Our eyes don’t read in a continuous steady line, but scan for information and look for patterns in a series of rapid left to right skips and pauses, known as saccadic movement.
In order to read efficiently, you recognise word shapes. As you read, you don’t look at individual characters. Instead your eyes scan the x-heights across the word and your brain compares the shape of the word outline with words in your memory, skipping over unfamiliar wordshapes, but creating comprehension based on the context of the surrounding words.
We do this because reading each individual letter in a word would be too time-consuming. Instead the eye moves and pauses as it looks for familiar patterns along a line of text.
The point where the eye pauses is called a fixation, whilst the regressive movement between points is called a saccade.

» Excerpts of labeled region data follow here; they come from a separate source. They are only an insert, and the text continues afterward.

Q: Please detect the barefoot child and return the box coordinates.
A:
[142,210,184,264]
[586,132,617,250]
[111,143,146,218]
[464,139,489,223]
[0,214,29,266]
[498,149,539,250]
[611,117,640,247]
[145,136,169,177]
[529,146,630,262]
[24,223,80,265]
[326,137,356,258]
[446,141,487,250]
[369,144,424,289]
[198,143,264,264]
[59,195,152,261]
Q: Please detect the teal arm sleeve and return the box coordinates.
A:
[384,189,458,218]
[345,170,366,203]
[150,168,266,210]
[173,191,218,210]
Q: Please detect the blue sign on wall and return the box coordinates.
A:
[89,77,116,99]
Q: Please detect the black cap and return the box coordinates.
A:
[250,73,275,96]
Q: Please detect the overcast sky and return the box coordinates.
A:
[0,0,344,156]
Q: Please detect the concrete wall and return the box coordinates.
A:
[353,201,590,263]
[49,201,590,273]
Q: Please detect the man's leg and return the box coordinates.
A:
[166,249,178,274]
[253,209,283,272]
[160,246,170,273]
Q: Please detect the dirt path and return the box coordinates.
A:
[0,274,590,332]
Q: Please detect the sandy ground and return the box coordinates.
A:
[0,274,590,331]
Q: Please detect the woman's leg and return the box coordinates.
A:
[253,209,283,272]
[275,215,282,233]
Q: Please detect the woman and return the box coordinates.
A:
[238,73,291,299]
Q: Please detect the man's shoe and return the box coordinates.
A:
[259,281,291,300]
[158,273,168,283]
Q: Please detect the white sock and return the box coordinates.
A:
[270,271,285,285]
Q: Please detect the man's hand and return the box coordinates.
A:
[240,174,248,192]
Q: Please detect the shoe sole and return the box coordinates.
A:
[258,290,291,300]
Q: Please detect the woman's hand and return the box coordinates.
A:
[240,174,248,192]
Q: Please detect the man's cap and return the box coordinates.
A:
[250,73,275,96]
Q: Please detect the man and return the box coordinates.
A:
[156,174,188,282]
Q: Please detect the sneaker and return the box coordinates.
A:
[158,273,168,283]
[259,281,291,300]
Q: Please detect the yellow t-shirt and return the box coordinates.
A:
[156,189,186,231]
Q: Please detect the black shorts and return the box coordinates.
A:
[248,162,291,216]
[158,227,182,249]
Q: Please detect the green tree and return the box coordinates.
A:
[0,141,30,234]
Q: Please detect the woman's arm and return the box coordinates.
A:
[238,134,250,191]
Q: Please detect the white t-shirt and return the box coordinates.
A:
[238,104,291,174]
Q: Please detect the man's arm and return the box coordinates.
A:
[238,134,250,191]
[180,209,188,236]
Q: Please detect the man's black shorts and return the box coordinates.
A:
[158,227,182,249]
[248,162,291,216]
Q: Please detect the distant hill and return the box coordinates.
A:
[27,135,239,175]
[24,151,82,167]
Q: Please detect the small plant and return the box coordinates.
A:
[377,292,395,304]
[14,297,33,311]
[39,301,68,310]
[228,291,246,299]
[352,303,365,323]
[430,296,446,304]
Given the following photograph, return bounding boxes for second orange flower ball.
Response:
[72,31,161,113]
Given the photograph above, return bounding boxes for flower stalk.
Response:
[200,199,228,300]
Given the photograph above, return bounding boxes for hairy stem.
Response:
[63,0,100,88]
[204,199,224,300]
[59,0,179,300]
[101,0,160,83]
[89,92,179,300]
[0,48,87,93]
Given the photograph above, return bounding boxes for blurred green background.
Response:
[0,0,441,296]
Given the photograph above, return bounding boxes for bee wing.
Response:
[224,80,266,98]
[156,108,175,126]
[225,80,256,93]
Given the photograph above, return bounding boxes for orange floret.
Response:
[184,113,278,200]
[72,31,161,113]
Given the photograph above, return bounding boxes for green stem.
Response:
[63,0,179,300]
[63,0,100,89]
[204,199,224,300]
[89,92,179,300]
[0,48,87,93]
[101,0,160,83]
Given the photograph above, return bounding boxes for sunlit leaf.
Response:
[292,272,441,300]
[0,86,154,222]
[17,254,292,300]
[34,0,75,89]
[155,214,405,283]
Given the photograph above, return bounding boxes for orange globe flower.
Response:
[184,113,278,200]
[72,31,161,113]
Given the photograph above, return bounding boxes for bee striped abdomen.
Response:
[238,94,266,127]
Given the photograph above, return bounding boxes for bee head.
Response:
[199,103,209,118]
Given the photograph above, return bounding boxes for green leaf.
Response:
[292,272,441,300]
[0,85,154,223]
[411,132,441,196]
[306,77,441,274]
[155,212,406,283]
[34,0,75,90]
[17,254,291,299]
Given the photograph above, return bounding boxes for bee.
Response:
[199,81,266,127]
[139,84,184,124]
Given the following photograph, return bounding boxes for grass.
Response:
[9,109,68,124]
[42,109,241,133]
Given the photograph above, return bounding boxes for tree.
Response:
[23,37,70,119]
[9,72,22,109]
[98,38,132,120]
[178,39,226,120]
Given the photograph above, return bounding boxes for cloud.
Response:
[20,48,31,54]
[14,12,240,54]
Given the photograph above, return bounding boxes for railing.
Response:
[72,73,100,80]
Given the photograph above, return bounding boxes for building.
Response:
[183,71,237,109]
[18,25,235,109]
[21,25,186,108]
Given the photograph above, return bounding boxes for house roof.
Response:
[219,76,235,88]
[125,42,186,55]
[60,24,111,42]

A sequence of fixations and saccades across a design is called a scanpath. (Generally speaking, the number of fixations and saccades and length of time a reader spends on them indicates the relative readability of a typeface.)
In western society, by habit we start reading top left and finish bottom right, so these two areas of the page assume special significance for placing important information. Dominant fixation points like this are known as ‘hotspots’. Placing important information at these points, for example headlines top left, or calls to action at bottom right, help in the exchange of key information.
Research indicates that the human eye has the tendency to follow the same scanpaths when encountering familiar media, so in this situation a designer can place unexpected details or incongruous imagery in the design to create new hotspots to attract the readers attention.
The practical application of this insight is that careful placement of different content types can help lead the readers eye around a page or screen, create interest and/or understanding and improve the structural hierarchy of the communication.